Mundialmente conhecida por “Metrópolis”, sabe-se hoje que as
filmagens foram problemáticas, com a protagonista sofrendo queimaduras graves na cena
da fogueira e arriscando a vida suspensa em sets
altíssimos. Ela ficou tão traumatizada pela experiência que pelo resto da
vida evitou falar sobre o filme, chegando a negar que tivesse aparecido nele. A
complexa produção levou 310 dias para ser finalizada (numa época em que muitas eram rodados em quinze dias), mas o perfeccionismo do emblemático diretor criou
uma ficção-cientifíca visualmente maravilhosa, ficando na história e influenciando a
arquitetura moderna.
Obra expressionista. Embora Lang rejeite a filiação, ele o é pelos fortes contrastes entre luzes e sombras e pelas
interpretações exasperadas que exige dos atores – expressões demoníacas e gestos
desvairados da Mulher-Máquina. Valorizado pela fotografia
de Karl Freund, o filme retrata uma grande metrópole do futuro, onde operários
quase escravos vivem em condições miseráveis nos subterrâneos, operando
máquinas 24 horas por dia para manterem funcionando a suntuosa cidade. O filho
do chefão local, um milionário, descobre a injustiça e tenta corrigi-la tomando
o lugar de um dos explorados. Há um cientista (louco, claro) que criou uma
espécie de robô (Helm, super sexy) para pregar a destruição de tudo. Ao estrear
na Alemanha, sob o domínio do nazismo, a esperada superprodução acabou sendo um
fracasso de bilheteria. Seu alto custo foi calculado na época em 168 milhões de
marcos.
Eva Braun, a amante tonta de Adolf Hitler, tinha predileção pelos
filmes estrelados pela famosa atriz, pois haviam dito, em várias ocasiões,
que elas eram parecidas. Seu filme favorito era “O Amor de Jeanne Ney”,
dirigido por Pabst. BRIGITTE HELM foi muitas vezes escolhida para interpretar
heroínas más ou sedutoras, como nas duas versões dos notáveis “Mandrágora”, a
muda de 1928 dirigida por Henrik Galeen e a falada de 1930, de Richard Oswald.
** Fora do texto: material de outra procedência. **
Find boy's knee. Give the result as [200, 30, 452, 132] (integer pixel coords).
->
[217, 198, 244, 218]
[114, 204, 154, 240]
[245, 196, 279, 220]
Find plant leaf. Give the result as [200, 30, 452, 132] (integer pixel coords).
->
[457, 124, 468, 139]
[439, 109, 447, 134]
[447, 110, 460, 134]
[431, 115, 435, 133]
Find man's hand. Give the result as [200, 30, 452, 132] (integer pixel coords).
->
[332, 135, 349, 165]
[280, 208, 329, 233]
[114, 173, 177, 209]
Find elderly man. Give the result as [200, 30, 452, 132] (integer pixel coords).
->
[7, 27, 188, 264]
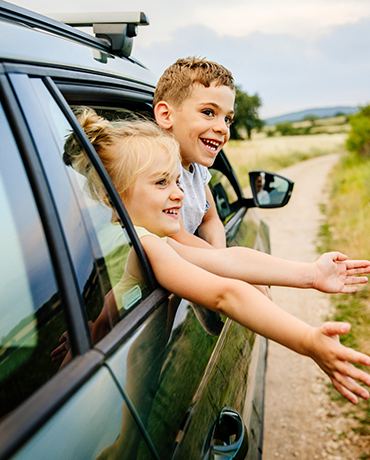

Fala
sobre uma prostituta inseminada com o esperma de um criminoso enforcado,
gerando uma filha que adulta passa a matar os homens que se apaixonam por ela.
No melodrama de guerra “O Amor de Jeanne Ney” (1927), o mestre G. W. Pabst
destacou a personalidade misteriosa da intérprete, que tem um desempenho
assustador como uma cega. Dando continuidade a uma carreira impecável, atuou em
“Crise” (1928), também de Pabst, solidificando seu talento.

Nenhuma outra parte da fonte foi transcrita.